RadGrad implements a user management scheme that combines two constructs: the Meteor User collection as well as a set of "Profile" collections that provide the specific information required for the role associated with a user. See the Users and Profiles section for more information on the representation of users and profiles.
In RadGrad, Meteor usernames are email addresses, such as "email@example.com". This avoids situations such as creating a username like "foo" for a mentor and later finding that we need to support a student with email address firstname.lastname@example.org.
Slugs are created for each username (email address). This is the way we guarantee that usernames are unique. Use of email addresses for users prevents certain types of collisions. For example, creating an opportunity named "java" and then later needing to define a student whose UH account is "java".
The username is embedded in URLs, for example: http://email@example.com/home.
In the current instance of RadGrad (http://radgrad.ics.hawaii.edu), Students, Faculty, and Advisors must login through UH CAS with their @hawaii.edu account.
Mentors login through Meteor accounts. They can use a hawaii.edu or non-hawaii.edu account. If it's a hawaii.edu account, it must not be defined in the Student, Faculty, or Advisor profiles.
The single admin account logs in through Meteor Accounts, and the username and email associated with it are provided in the settings.json file.
As noted above, the set of usernames must be globally unique. You can't have a student whose username is "firstname.lastname@example.org" who authenticates via CAS and a mentor whose username is also "email@example.com" who authenticates via Meteor accounts. The SlugCollection will fail when trying to define the profile for the second firstname.lastname@example.org.
No plain-text passwords are stored in JSON data or in ProfileCollections.
Students, Faculty, and Advisors use CAS to login, so lack of password field is no problem.

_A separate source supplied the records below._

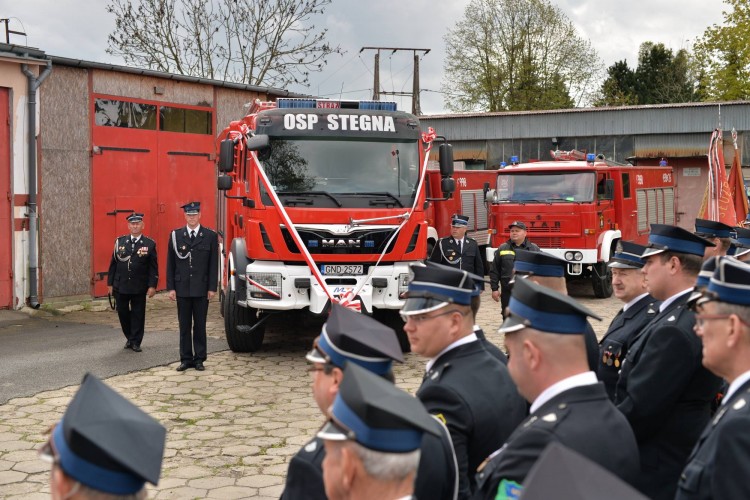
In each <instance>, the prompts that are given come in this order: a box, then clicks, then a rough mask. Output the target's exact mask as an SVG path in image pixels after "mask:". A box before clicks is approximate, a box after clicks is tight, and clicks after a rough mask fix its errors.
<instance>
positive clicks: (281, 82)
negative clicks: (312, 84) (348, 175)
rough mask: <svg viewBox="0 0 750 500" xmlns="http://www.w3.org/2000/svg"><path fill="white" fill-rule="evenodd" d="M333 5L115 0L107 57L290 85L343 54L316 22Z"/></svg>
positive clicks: (226, 80) (241, 1)
mask: <svg viewBox="0 0 750 500" xmlns="http://www.w3.org/2000/svg"><path fill="white" fill-rule="evenodd" d="M330 3H331V0H218V1H217V0H213V1H212V0H110V3H109V4H108V5H107V12H109V13H111V14H114V15H115V16H116V18H117V19H116V21H115V30H114V32H112V33H111V34H110V35H109V38H108V48H107V52H108V53H109V54H112V55H117V56H122V57H123V59H124V60H125V61H126V62H127V63H129V64H133V65H135V66H138V67H144V68H148V69H153V70H158V71H166V72H169V73H178V74H182V75H190V76H197V77H202V78H211V79H217V80H226V81H233V82H241V83H247V84H251V85H264V86H272V87H285V86H287V85H289V84H292V83H296V84H302V85H306V84H308V82H309V73H310V72H311V71H321V70H322V69H323V66H324V65H325V63H326V58H327V57H328V56H329V55H331V54H342V51H341V49H340V47H338V46H336V47H333V46H331V45H329V44H328V43H327V42H326V32H327V30H325V29H324V30H317V29H316V27H315V25H314V24H311V22H310V21H311V19H312V18H313V17H315V16H318V15H320V14H322V13H323V11H324V7H325V6H326V5H328V4H330Z"/></svg>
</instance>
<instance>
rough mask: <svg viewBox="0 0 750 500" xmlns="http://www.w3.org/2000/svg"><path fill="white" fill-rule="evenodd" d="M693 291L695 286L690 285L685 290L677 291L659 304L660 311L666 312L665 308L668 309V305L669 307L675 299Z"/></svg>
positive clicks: (675, 299) (659, 310)
mask: <svg viewBox="0 0 750 500" xmlns="http://www.w3.org/2000/svg"><path fill="white" fill-rule="evenodd" d="M692 291H693V288H692V287H690V288H688V289H687V290H683V291H681V292H677V293H676V294H674V295H672V296H671V297H669V298H668V299H665V300H664V302H662V303H661V305H660V306H659V312H664V309H666V308H667V307H669V305H670V304H671V303H672V302H674V301H675V300H677V299H679V298H680V297H682V296H683V295H685V294H686V293H690V292H692Z"/></svg>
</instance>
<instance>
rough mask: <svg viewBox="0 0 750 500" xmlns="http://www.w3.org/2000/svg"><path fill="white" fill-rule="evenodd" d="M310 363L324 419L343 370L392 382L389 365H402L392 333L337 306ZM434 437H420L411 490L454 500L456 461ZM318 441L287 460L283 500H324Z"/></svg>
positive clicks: (440, 426)
mask: <svg viewBox="0 0 750 500" xmlns="http://www.w3.org/2000/svg"><path fill="white" fill-rule="evenodd" d="M307 360H308V361H309V362H310V363H311V365H310V368H309V371H310V374H311V376H312V393H313V398H314V399H315V402H316V403H317V404H318V407H319V408H320V411H321V412H322V413H323V414H324V415H325V414H326V413H327V412H328V409H329V408H330V406H331V405H332V404H333V402H334V399H335V398H336V395H337V394H338V392H339V389H340V387H341V384H342V382H343V380H345V378H346V377H345V376H344V375H345V371H344V366H345V365H346V364H347V363H349V364H355V365H358V366H361V367H363V368H364V369H366V370H368V371H370V372H372V373H374V374H375V375H378V376H380V377H382V378H384V379H385V380H387V381H389V382H390V383H393V381H394V376H393V369H392V366H393V361H397V362H399V363H400V362H403V360H404V358H403V355H402V354H401V347H400V344H399V342H398V337H397V336H396V332H394V331H393V329H392V328H389V327H387V326H385V325H383V324H381V323H379V322H378V321H376V320H374V319H372V318H371V317H369V316H366V315H364V314H360V313H357V312H355V311H352V310H351V309H347V308H345V307H343V306H340V305H338V304H333V305H332V306H331V315H330V317H329V318H328V321H326V323H325V324H324V325H323V329H322V332H321V334H320V335H319V336H318V337H317V338H316V339H315V341H314V342H313V348H312V350H311V351H310V352H309V353H308V354H307ZM438 427H441V428H442V430H443V432H442V434H441V436H440V437H437V436H432V435H426V436H425V437H424V440H423V442H422V450H423V453H422V459H421V461H420V462H419V473H418V475H417V482H416V485H415V488H416V489H415V491H416V492H417V494H418V497H419V498H455V494H456V493H455V492H456V491H457V477H456V459H455V456H454V454H453V449H452V445H451V441H450V436H449V435H448V433H447V430H446V429H445V428H444V427H443V426H442V425H439V426H438ZM324 458H325V450H324V448H323V441H322V440H321V439H320V438H319V437H317V436H316V437H314V438H313V439H312V440H310V441H309V442H308V443H307V444H305V446H303V447H302V449H300V451H298V452H297V454H296V455H295V456H294V457H292V459H291V460H290V462H289V468H288V470H287V477H286V486H285V489H284V491H283V493H282V494H281V498H282V499H283V500H294V499H306V500H307V499H318V498H319V499H325V498H326V492H325V488H324V487H323V472H322V463H323V459H324Z"/></svg>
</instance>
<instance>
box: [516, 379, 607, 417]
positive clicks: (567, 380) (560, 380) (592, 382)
mask: <svg viewBox="0 0 750 500" xmlns="http://www.w3.org/2000/svg"><path fill="white" fill-rule="evenodd" d="M596 383H597V379H596V374H595V373H594V372H590V371H589V372H583V373H579V374H577V375H573V376H572V377H568V378H564V379H562V380H560V381H559V382H556V383H554V384H552V385H551V386H549V387H547V388H546V389H545V390H544V391H542V393H541V394H540V395H539V396H537V397H536V399H535V400H534V402H533V403H532V404H531V408H530V409H529V413H534V412H535V411H536V410H538V409H539V408H540V407H541V406H542V405H543V404H544V403H546V402H547V401H549V400H550V399H552V398H554V397H555V396H557V395H558V394H560V393H563V392H565V391H567V390H569V389H573V388H574V387H580V386H584V385H594V384H596Z"/></svg>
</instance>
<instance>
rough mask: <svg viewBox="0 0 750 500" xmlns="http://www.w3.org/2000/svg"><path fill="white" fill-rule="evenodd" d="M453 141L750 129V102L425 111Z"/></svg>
mask: <svg viewBox="0 0 750 500" xmlns="http://www.w3.org/2000/svg"><path fill="white" fill-rule="evenodd" d="M420 122H421V123H423V124H424V125H425V126H431V127H434V128H435V130H437V131H438V133H439V134H440V135H444V136H445V137H447V138H448V140H449V141H467V140H488V139H526V138H539V137H600V136H618V135H643V134H649V135H650V134H691V133H710V132H711V131H712V130H713V129H714V128H716V127H717V126H719V125H721V126H722V127H723V128H724V129H725V130H731V128H732V127H734V128H736V129H737V130H738V131H747V130H750V102H748V101H728V102H713V103H706V102H700V103H684V104H661V105H654V106H622V107H602V108H574V109H564V110H549V111H521V112H507V113H473V114H456V115H431V116H421V117H420Z"/></svg>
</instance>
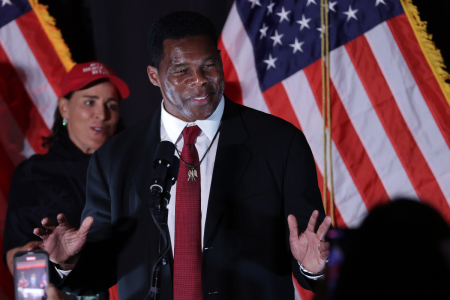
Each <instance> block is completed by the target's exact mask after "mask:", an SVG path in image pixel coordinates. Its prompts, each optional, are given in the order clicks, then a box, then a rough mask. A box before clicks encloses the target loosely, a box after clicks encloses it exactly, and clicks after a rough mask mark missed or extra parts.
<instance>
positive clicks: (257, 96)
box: [222, 3, 269, 113]
mask: <svg viewBox="0 0 450 300" xmlns="http://www.w3.org/2000/svg"><path fill="white" fill-rule="evenodd" d="M222 41H223V46H224V48H225V49H226V51H227V53H228V55H229V57H230V59H231V62H232V63H233V66H234V68H235V69H236V73H237V75H238V77H239V81H240V83H241V88H242V99H243V103H244V105H246V106H249V107H252V108H255V109H257V110H260V111H263V112H267V113H268V112H269V109H268V108H267V105H266V102H265V101H264V98H263V96H262V94H261V89H260V87H259V81H258V76H257V75H256V69H255V58H254V56H253V50H252V49H253V48H252V43H251V42H250V39H249V38H248V36H247V32H246V31H245V28H244V26H243V24H242V21H241V18H240V17H239V14H238V12H237V9H236V3H234V4H233V6H232V7H231V11H230V14H229V16H228V19H227V22H226V23H225V26H224V28H223V31H222Z"/></svg>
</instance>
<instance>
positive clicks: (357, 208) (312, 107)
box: [283, 63, 367, 227]
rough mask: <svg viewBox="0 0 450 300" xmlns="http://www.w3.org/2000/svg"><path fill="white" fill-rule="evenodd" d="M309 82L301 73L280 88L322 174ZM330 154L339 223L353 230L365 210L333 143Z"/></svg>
mask: <svg viewBox="0 0 450 300" xmlns="http://www.w3.org/2000/svg"><path fill="white" fill-rule="evenodd" d="M319 67H320V63H319ZM308 68H310V67H308ZM306 69H307V68H306ZM306 69H305V70H306ZM319 76H320V73H319ZM308 79H309V78H307V76H306V75H305V72H304V71H303V70H302V71H299V72H297V73H295V74H294V75H292V76H290V77H289V78H287V79H285V80H283V86H284V87H285V89H286V93H287V95H288V96H289V98H290V99H292V101H291V103H292V106H293V109H294V111H295V114H296V115H297V117H298V120H299V122H300V126H301V128H302V129H303V133H304V134H305V137H306V140H307V141H308V144H309V146H310V147H311V151H312V153H313V156H314V159H315V161H316V164H317V166H318V167H319V169H320V173H321V174H323V170H324V165H323V136H322V135H321V134H317V133H318V131H319V130H320V132H321V131H322V128H323V118H322V113H321V111H320V110H319V107H318V106H317V102H316V98H315V95H314V93H313V91H312V89H311V80H308ZM299 91H301V96H299ZM332 154H333V176H334V186H335V191H334V197H335V204H336V208H337V209H338V210H339V211H340V213H341V215H342V219H343V220H344V222H345V223H346V224H347V226H348V227H356V226H358V225H359V224H360V222H361V221H362V219H363V218H364V217H365V216H366V215H367V208H366V205H365V204H364V201H363V200H362V198H361V194H360V193H359V191H358V189H357V188H356V186H355V183H354V181H353V179H352V177H351V175H350V173H349V170H348V169H347V167H346V165H345V163H344V161H343V159H342V157H341V154H340V153H339V151H338V150H337V148H336V145H335V142H334V141H333V140H332Z"/></svg>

Mentors and the admin account use the Meteor accounts password reset/email mechanism. This is a bummer since each time we reload/restore the database from scratch, all of these folks will need to reset their password. Later on, it might be possible to retrieve the bcrypted version of their password, save it in the JSON, and somehow restore that upon system reload. Or we could send an auto-generated email to these users each time with a random, newly generated password. In either case, we will need to set up email for both development and production systems to support Meteor accounts with password set/reset/recovery.
In the settings file, we provide a flag which sets the password to something simple for development purposes only.
There are two common forms of role migration:
Student to Alumni. The student profile collection will have an optional field called isAlumni. If present and truthy, then this student is an alumni and their role will be set to ROLE.ALUMNI. For now, that means: (a) the user cannot login to RadGrad, and (b) that user will not appear in listings of students. This just gives us a way to preserve their data while not cluttering up the social network with departed students.
Student/Alumni to Mentor. If a student wants to become a mentor, then they need to have a different account (gmail?) which we will use to set up their profile.
The approach documented in this page does not currently address email reassignment. If ITS reuses an email address owned by a prior UH student to a new student, then that person can see the old person's profile. Unless they have been made an alumni, and then they can't login. This is hopefully rare enough that we can deal with it on a case-by-case basis.
In the data model as a whole, references within collection documents to users always refer to docIDs within the Meteor.users collection. Note that the user's email address is defined as both the account name and the email in the Meteor.users collection.
Profile docIDs are never stored as "foreign keys" in other collections.
As a result, you might see fields or variables named userID, studentID, adminID, sponsorID, facultyID, etc. None of these refer to the profile. They always refer to either the Meteor.users docID or to the user's account name (a.k.a. email address).